EU: Mali crisis a threat to Europe

BRUSSELS: EU leaders said yesterday the crisis in Mali, where militants have seized control of much of the north of the country, was an “immediate threat” to Europe, and threatened to impose sanctions on the armed militia there.
It was the first time EU heads of state and government had pronounced collectively on the crisis, which broke out in March when soldiers toppled the president, leaving a power vacuum that enabled Tuareg rebels to take control of the north. Militants, some allied with Al-Qaeda, have since hijacked their revolt.
“This situation poses an immediate threat to the Sahel region as well as to West and North Africa and to Europe,” EU leaders said in a statement after a summit in Brussels yesterday.
EU foreign affairs chief Catherine Ashton said this week “terrorists and drug traffickers” might have a free hand in Mali unless the government regained control.
Regional leaders and international organisations were meeting yesterday in Mali’s capital Bamako to discuss whether the militant should be dislodged by military intervention or a more gradual political approach.
The UN Security Council last week gave African leaders 45 days to draw up a plan for military intervention to retake control of the north.

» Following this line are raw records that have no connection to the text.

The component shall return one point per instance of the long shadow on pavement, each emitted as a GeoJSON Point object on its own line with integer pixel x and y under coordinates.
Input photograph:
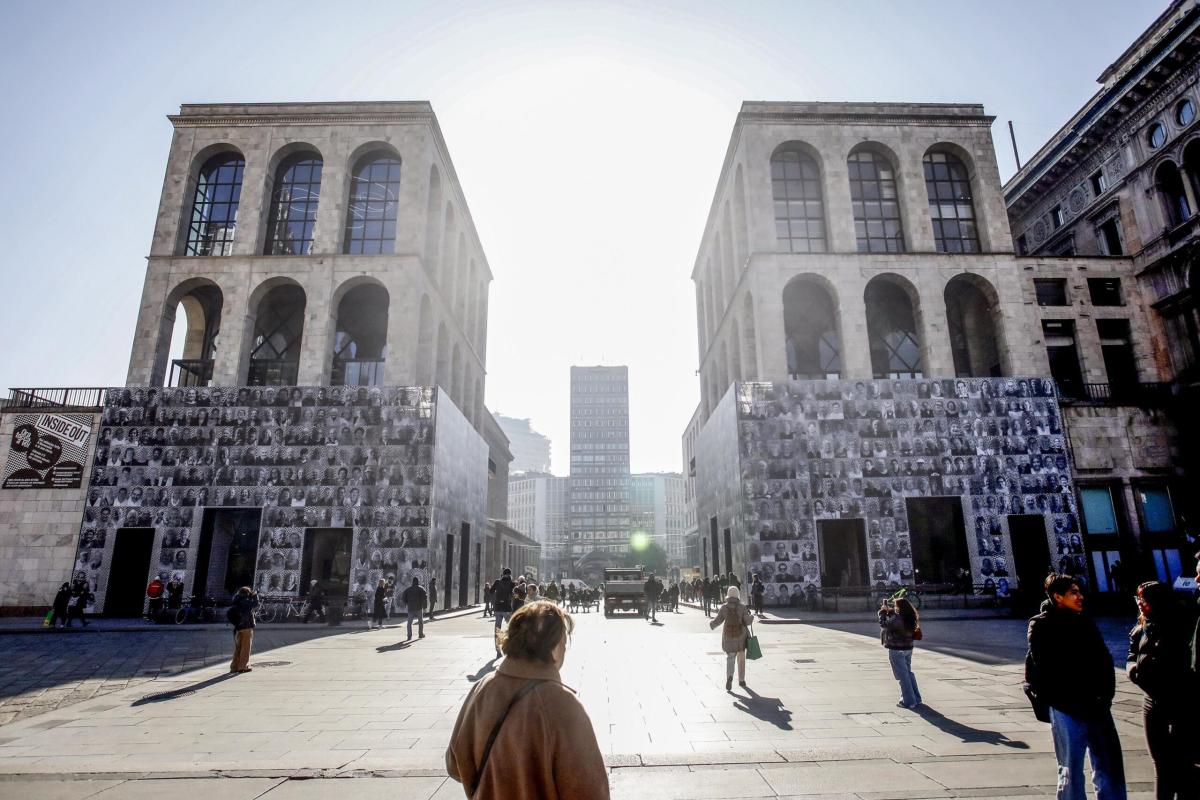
{"type": "Point", "coordinates": [768, 709]}
{"type": "Point", "coordinates": [965, 732]}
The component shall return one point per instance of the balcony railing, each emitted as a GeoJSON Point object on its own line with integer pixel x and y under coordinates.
{"type": "Point", "coordinates": [273, 372]}
{"type": "Point", "coordinates": [191, 372]}
{"type": "Point", "coordinates": [1141, 395]}
{"type": "Point", "coordinates": [357, 372]}
{"type": "Point", "coordinates": [85, 397]}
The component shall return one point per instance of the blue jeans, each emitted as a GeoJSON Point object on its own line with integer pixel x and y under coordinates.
{"type": "Point", "coordinates": [1072, 737]}
{"type": "Point", "coordinates": [420, 621]}
{"type": "Point", "coordinates": [901, 668]}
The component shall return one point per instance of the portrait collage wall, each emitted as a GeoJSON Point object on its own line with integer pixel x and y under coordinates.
{"type": "Point", "coordinates": [333, 457]}
{"type": "Point", "coordinates": [811, 451]}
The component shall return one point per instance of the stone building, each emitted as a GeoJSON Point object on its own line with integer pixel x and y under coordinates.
{"type": "Point", "coordinates": [858, 256]}
{"type": "Point", "coordinates": [1119, 184]}
{"type": "Point", "coordinates": [324, 420]}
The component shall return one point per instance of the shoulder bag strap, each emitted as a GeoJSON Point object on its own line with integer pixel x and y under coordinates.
{"type": "Point", "coordinates": [496, 731]}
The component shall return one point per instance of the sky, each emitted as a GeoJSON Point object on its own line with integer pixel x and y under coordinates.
{"type": "Point", "coordinates": [588, 138]}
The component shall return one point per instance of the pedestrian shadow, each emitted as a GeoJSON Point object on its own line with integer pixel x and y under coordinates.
{"type": "Point", "coordinates": [965, 732]}
{"type": "Point", "coordinates": [183, 691]}
{"type": "Point", "coordinates": [768, 709]}
{"type": "Point", "coordinates": [483, 671]}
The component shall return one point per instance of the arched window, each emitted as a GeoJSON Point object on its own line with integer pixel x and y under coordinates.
{"type": "Point", "coordinates": [892, 330]}
{"type": "Point", "coordinates": [972, 311]}
{"type": "Point", "coordinates": [360, 343]}
{"type": "Point", "coordinates": [799, 206]}
{"type": "Point", "coordinates": [948, 187]}
{"type": "Point", "coordinates": [1170, 188]}
{"type": "Point", "coordinates": [215, 205]}
{"type": "Point", "coordinates": [279, 330]}
{"type": "Point", "coordinates": [873, 194]}
{"type": "Point", "coordinates": [810, 330]}
{"type": "Point", "coordinates": [375, 197]}
{"type": "Point", "coordinates": [294, 206]}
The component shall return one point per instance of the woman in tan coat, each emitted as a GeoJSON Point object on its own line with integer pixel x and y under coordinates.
{"type": "Point", "coordinates": [737, 619]}
{"type": "Point", "coordinates": [522, 734]}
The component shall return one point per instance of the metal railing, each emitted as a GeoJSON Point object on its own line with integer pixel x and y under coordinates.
{"type": "Point", "coordinates": [357, 372]}
{"type": "Point", "coordinates": [191, 372]}
{"type": "Point", "coordinates": [57, 397]}
{"type": "Point", "coordinates": [273, 372]}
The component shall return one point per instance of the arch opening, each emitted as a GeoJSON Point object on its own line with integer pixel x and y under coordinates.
{"type": "Point", "coordinates": [811, 331]}
{"type": "Point", "coordinates": [360, 342]}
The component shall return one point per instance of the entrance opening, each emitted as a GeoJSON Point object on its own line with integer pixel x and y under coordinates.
{"type": "Point", "coordinates": [729, 552]}
{"type": "Point", "coordinates": [843, 552]}
{"type": "Point", "coordinates": [129, 573]}
{"type": "Point", "coordinates": [228, 549]}
{"type": "Point", "coordinates": [327, 558]}
{"type": "Point", "coordinates": [448, 584]}
{"type": "Point", "coordinates": [939, 539]}
{"type": "Point", "coordinates": [1031, 551]}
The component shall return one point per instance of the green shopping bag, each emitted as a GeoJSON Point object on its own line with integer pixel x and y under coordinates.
{"type": "Point", "coordinates": [754, 650]}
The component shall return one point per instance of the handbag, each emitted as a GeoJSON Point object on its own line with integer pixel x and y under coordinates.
{"type": "Point", "coordinates": [754, 650]}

France, Mali’s former colonial ruler, has six hostages held by the militants, and has been pushing hard for military action.
French President Francois Hollande is said to believe there is a risk that Al-Qaeda’s North African arm, AQIM, is cementing its base in the West African state, creating a launch pad for an attack on French soil.
Diplomatic and security sources say there is “credible” evidence of planned attacks following botched bombings by AQIM at French embassies in Mali and Mauritania.
However, diplomats say that foreign military intervention in Mali is months away.
The European Union will step up its humanitarian response to the crisis, and examine support for the envisaged international military force, said yesterday’s statement by the European Council, which represents EU member states.
“The EU will maintain the option to adopt targeted restrictive measures against those involved in the armed groups in northern Mali and those hindering the return to constitutional order,” the statement said.
The African and European leaders were meeting in Bamako, Mali yesterday to work on the logistics of reconquering Mali’s desert north from armed militants.
The summit whose start was initially scheduled for 0900 GMT was delayed for several hours and comes a week after the UN Security Council passed a resolution giving West African nations 45 days to lay out details for a military intervention.
The vast region the size of France fell under control of radical Islamist groups in the chaos that followed a March coup in the country that was once considered one of Africa’s most stable democracies.
Concerned that the area could become the same type of haven for Al-Qaeda rebels that Afghanistan was a decade ago, Mali’s neighbours and the West are keen to drive the radicals out.
In the months that they have been in control of the region, the militants have imposed their version of sharia law, arresting unveiled women, stoning to death unmarried couples and amputating the limbs of suspected thieves, according to residents and rights groups.
They have also destroyed ancient Muslim shrines that have been revered for centuries and are classified as World Heritage Sites, but which the radicals consider blasphemous.
Yesterday’s meeting were also to discuss the possibility of negotiation with some of the armed groups controlling the north.